【相続対策その3:死因贈与の契約をする】

 相続対策として、死因贈与契約を結んでおくという方法もある。死因贈与とは、贈与者の死亡によって権利移転という効力が生まれる贈与契約のことをいう。

 簡単にいうと「自分が死んだら、あなたに○○をあげます」という約束をパートナーとあらかじめ結んでおくということだ。○○には、一緒に住んでいた家や財産といったパートナーに残したいものが入る。「今、一緒に住んでいる家を確実にパートナーに残したい」というケースでは、死因贈与はかなり有効な手だてだ。死因贈与契約を結べば、「所有者である自分が死んだら、次はこの人が所有者になります」という順位を示す所有権移転の仮登記をすることが可能になるからである。

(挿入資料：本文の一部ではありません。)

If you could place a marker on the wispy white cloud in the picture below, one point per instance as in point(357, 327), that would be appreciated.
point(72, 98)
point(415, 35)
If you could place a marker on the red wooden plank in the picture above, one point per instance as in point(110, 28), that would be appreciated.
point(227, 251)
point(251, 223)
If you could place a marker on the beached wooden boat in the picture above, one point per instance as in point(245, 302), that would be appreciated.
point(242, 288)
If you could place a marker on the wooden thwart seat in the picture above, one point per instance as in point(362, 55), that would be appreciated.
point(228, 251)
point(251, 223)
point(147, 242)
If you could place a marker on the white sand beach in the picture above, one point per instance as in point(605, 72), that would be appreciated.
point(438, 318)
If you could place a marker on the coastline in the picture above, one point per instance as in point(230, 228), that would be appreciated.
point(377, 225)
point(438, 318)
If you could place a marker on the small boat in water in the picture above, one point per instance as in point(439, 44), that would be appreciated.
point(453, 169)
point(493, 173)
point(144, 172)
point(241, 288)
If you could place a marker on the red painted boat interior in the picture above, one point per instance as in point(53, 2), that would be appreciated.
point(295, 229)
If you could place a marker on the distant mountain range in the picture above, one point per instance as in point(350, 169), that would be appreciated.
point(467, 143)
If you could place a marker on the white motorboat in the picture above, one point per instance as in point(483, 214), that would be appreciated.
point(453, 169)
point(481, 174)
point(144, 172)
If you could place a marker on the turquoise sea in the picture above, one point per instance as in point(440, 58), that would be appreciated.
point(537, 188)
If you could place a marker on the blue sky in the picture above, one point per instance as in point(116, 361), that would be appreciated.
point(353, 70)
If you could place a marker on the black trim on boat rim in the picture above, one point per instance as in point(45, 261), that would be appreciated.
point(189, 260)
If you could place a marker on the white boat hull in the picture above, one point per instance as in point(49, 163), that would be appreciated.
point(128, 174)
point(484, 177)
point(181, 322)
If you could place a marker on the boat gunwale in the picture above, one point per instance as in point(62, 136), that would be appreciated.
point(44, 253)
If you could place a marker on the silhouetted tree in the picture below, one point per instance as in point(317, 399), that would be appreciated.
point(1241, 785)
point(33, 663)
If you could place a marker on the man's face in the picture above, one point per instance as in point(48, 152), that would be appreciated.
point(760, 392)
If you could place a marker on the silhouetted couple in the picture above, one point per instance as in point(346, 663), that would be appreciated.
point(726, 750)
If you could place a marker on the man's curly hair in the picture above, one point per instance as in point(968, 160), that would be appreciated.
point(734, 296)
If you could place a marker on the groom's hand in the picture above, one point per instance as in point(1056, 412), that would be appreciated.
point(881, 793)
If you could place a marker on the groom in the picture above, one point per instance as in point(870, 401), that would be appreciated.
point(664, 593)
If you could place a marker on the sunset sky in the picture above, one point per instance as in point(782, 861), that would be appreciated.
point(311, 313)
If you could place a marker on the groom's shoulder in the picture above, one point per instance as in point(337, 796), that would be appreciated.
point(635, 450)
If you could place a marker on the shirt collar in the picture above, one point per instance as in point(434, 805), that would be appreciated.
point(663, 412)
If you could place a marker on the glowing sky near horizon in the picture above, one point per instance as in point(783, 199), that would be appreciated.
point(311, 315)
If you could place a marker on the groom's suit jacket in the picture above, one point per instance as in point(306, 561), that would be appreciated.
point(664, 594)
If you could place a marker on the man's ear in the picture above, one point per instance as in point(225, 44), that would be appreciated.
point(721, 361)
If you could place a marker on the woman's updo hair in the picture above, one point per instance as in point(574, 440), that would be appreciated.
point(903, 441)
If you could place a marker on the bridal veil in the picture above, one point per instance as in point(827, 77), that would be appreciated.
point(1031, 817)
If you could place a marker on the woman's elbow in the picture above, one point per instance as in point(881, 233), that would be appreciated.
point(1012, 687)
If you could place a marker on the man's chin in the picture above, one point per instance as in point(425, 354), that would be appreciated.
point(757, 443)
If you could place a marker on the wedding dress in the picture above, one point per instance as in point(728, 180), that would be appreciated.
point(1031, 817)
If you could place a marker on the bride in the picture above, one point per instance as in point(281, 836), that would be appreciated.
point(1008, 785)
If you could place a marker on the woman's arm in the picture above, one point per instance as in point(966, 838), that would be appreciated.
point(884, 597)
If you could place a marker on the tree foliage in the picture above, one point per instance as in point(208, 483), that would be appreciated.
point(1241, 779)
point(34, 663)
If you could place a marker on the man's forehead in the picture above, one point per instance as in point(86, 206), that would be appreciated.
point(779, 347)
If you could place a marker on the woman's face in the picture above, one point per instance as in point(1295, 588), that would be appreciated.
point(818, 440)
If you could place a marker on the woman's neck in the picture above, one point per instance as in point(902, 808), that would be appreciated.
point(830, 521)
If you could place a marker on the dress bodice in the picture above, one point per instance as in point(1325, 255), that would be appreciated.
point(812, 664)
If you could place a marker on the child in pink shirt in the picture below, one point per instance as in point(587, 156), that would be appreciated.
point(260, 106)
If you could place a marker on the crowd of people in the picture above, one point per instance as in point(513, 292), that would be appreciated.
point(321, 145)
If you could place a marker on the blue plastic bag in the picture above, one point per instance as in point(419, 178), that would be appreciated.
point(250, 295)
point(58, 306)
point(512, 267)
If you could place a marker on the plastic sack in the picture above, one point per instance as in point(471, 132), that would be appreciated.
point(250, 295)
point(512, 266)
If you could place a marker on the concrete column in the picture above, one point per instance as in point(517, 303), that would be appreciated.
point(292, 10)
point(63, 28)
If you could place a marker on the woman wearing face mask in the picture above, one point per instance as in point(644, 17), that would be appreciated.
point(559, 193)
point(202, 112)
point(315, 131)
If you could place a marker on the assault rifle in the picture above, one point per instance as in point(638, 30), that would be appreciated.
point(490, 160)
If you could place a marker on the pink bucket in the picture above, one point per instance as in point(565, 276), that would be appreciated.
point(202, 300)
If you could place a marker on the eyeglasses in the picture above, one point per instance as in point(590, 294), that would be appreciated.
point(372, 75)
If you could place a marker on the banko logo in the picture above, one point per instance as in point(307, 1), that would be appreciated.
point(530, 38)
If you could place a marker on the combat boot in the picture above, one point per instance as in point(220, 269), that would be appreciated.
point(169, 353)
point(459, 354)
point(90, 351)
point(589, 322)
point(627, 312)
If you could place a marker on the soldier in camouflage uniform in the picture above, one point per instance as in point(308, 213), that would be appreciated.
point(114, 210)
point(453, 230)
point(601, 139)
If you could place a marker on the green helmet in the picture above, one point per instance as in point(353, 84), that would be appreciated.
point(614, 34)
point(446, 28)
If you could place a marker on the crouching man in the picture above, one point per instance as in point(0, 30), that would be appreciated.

 自分の死後に誰にどんな財産を残すのかをあらかじめ決めておくという点では、遺言書と近い。遺言書との最大の違いは、一対一の契約であり、贈与する側・される側双方の合意が必要となることにある。負担付死因贈与といって、「介護をしてくれたら、一緒に住んでいるマンションをあげる」といった条件を付けることも可能だ。

 双方合意のもとで契約が成立するため、死因贈与することや何を贈与するのかを贈与される側に秘密にしておくことはできない。また、贈与される側も合意して契約した以上は財産の受け取りを放棄することは基本的にはできない。

 死因贈与は口頭でも行うことができるが、口約束では死因贈与契約を結んだことを証明することは難しく「契約した」「そんなはずはない」といったトラブルに発展しがちだ。手数料と手間をかけてでも、死因贈与契約公正証書を作成しておくとよいだろう。

 贈与者が亡くなって財産が権利移転する際には、贈与税ではなく相続税が適用になる。遺留分に留意しなければならないことや、法定相続人ではないことで税制上の特例や控除などが適用されないことは、相続対策その1、その2と同様だ。